O que é isto que fala nas coisas? Uma ampliação da noção de inconsciente sob uma perspectiva metanalítica.

Quando Descartes publicou o cogito, “penso logo existo”, ele criou uma ilusão de que o ser humano era composto por duas substâncias distintas e independentes, uma material e outra imaterial, e que se comunicavam por algum meio misterioso, sendo a tal “coisa que pensa” a instância soberana, por onde passaria toda a interioridade do sujeito, e através da qual se construiria todo o conhecimento. Essa ilusão cartesiana de domínio da realidade pela razão, sem o auxílio da intuição, canal por onde se expressa a participação do ser humano na ordem transcendente do real, gerou a loucura no contexto moderno, transformando a moral em repressão. Foi então que Freud retomou a ideia de inconsciente prenunciada em Santo Agostinho, guardadas as devidas diferenças, a saber, impactado por pensadores trágicos como Nietzsche, enquanto em Freud, o inconsciente é um espaço de conflito entre as pulsões e as normas sociais, refúgio dos desejos obscuros e traumas, no santo, em contrapartida, o inconsciente é uma zona de comunhão com Deus, através da qual a criatura se infunde da verdade e da felicidade. Embora Freud traga consigo os vícios da pretensão iluminista morta e enterrada, não podemos ignorar o fato de que a psicanálise traz consigo uma importante pergunta: “que é isto que fala em mim?” Essa indagação conduz à libertação da tirania da moral, possibilitando uma saudável exploração do inconsciente, ainda que de um modo limitado e pessoal. Já quando retornamos a Agostinho de Hipona, defrontamo-nos com a possibilidade de com o auxílio da intuição, infundirmo-nos da graça no encontro com a vocação pessoal e na sacralização da vida. Na Metanálise Clínica Tridimensional o que se busca é o governo daquilo que no homem se abre para a totalidade do real, para a porção do Verbo presente em cada coisa, o que chamamos de Intuição. A intuição é aquilo que há de propriamente humano, um dom natural, mas que foi negligenciado e reprimido pela cultura moderna, que valoriza apenas a razão e a ciência como formas de conhecimento. A metabordagem tridimensional propõe uma recuperação e uma valorização da intuição como um guia para a compreensão e a intervenção clínica. Através da intuição, o terapeuta pode entrar em sintonia com o paciente, com o meio e com o transcendente, e assim facilitar o processo de cura, de crescimento e de realização pessoal. A intuição também permite ao terapeuta integrar as diversas escolas e técnicas de psicoterapia, sem se prender a dogmas ou paradigmas.

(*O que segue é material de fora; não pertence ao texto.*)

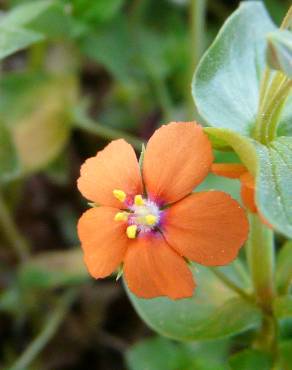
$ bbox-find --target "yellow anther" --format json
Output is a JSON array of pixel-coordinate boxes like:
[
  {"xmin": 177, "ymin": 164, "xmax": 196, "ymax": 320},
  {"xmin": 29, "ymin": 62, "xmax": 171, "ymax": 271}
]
[
  {"xmin": 134, "ymin": 195, "xmax": 144, "ymax": 206},
  {"xmin": 114, "ymin": 212, "xmax": 129, "ymax": 221},
  {"xmin": 145, "ymin": 215, "xmax": 157, "ymax": 226},
  {"xmin": 113, "ymin": 189, "xmax": 127, "ymax": 202},
  {"xmin": 127, "ymin": 225, "xmax": 137, "ymax": 239}
]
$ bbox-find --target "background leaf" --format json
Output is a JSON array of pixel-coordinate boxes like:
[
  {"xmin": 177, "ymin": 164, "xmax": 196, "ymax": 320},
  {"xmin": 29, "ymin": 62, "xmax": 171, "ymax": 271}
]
[
  {"xmin": 0, "ymin": 25, "xmax": 44, "ymax": 59},
  {"xmin": 128, "ymin": 265, "xmax": 261, "ymax": 340},
  {"xmin": 268, "ymin": 30, "xmax": 292, "ymax": 78},
  {"xmin": 193, "ymin": 1, "xmax": 275, "ymax": 136},
  {"xmin": 256, "ymin": 137, "xmax": 292, "ymax": 237},
  {"xmin": 126, "ymin": 337, "xmax": 229, "ymax": 370}
]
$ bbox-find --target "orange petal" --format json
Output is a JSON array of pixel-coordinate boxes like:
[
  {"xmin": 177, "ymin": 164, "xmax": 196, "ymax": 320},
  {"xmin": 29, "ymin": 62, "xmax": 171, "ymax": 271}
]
[
  {"xmin": 143, "ymin": 122, "xmax": 213, "ymax": 204},
  {"xmin": 78, "ymin": 207, "xmax": 129, "ymax": 279},
  {"xmin": 162, "ymin": 191, "xmax": 248, "ymax": 266},
  {"xmin": 124, "ymin": 236, "xmax": 195, "ymax": 299},
  {"xmin": 240, "ymin": 172, "xmax": 257, "ymax": 213},
  {"xmin": 78, "ymin": 139, "xmax": 143, "ymax": 208},
  {"xmin": 211, "ymin": 163, "xmax": 247, "ymax": 179}
]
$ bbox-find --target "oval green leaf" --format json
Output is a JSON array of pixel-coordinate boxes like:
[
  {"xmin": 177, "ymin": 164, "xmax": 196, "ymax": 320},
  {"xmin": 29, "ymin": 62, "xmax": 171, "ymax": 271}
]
[
  {"xmin": 192, "ymin": 1, "xmax": 275, "ymax": 136},
  {"xmin": 127, "ymin": 265, "xmax": 261, "ymax": 340}
]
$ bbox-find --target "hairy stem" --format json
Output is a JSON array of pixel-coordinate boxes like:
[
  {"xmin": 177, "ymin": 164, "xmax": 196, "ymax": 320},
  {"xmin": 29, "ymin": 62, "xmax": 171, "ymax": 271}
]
[
  {"xmin": 72, "ymin": 110, "xmax": 142, "ymax": 151},
  {"xmin": 9, "ymin": 290, "xmax": 76, "ymax": 370},
  {"xmin": 210, "ymin": 267, "xmax": 253, "ymax": 302}
]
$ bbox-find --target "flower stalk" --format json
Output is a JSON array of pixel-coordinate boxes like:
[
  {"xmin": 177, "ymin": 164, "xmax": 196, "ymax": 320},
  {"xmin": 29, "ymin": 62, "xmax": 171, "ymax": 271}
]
[{"xmin": 246, "ymin": 213, "xmax": 275, "ymax": 313}]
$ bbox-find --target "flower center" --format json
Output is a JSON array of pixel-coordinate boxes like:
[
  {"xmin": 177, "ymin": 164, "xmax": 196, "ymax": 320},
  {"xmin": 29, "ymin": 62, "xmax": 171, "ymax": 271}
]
[{"xmin": 113, "ymin": 190, "xmax": 161, "ymax": 239}]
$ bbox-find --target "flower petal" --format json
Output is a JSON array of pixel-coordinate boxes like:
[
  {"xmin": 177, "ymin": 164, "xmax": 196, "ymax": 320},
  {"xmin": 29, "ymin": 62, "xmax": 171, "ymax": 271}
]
[
  {"xmin": 240, "ymin": 172, "xmax": 257, "ymax": 213},
  {"xmin": 162, "ymin": 191, "xmax": 248, "ymax": 266},
  {"xmin": 78, "ymin": 139, "xmax": 143, "ymax": 208},
  {"xmin": 211, "ymin": 163, "xmax": 247, "ymax": 179},
  {"xmin": 78, "ymin": 207, "xmax": 129, "ymax": 279},
  {"xmin": 143, "ymin": 122, "xmax": 213, "ymax": 204},
  {"xmin": 124, "ymin": 236, "xmax": 195, "ymax": 299}
]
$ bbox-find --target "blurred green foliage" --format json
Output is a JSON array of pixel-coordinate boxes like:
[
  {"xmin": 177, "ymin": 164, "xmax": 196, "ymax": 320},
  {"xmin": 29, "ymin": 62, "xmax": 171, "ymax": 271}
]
[{"xmin": 0, "ymin": 0, "xmax": 292, "ymax": 370}]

Para desenvolver a intuição, é preciso cultivar uma atitude de abertura, de humildade, de confiança e de amor. É preciso também exercitar a atenção, a sensibilidade, a criatividade e a contemplação. A intuição não é algo que se possa forçar ou controlar, mas sim uma faculdade passiva que envolve recepção. Ela permite-nos ouvir a voz que subjaz e fala nas coisas, e que nos convida a participar da harmonia do universo. Através da Metanálise Clínica Tridimensional uma nova e profunda pergunta se abre: "O que é isto que fala nas coisas? Através dessa pergunta o indivíduo é capaz de construir a sua metacognição, percebendo-se junto ao meio e podendo ver-se como parte de um todo maior. Assim, o paciente de metanálise clínica tridimensional pode aprender com a crise, produzir a sublimação da dor e o autodesenvolvimento. Ele pode infundir-se com sentido e vocação, tornando-se capaz de abrir diálogo seja com a doença, com o trauma, com o fora de mim, ou com a própria Ordem e o próprio Deus.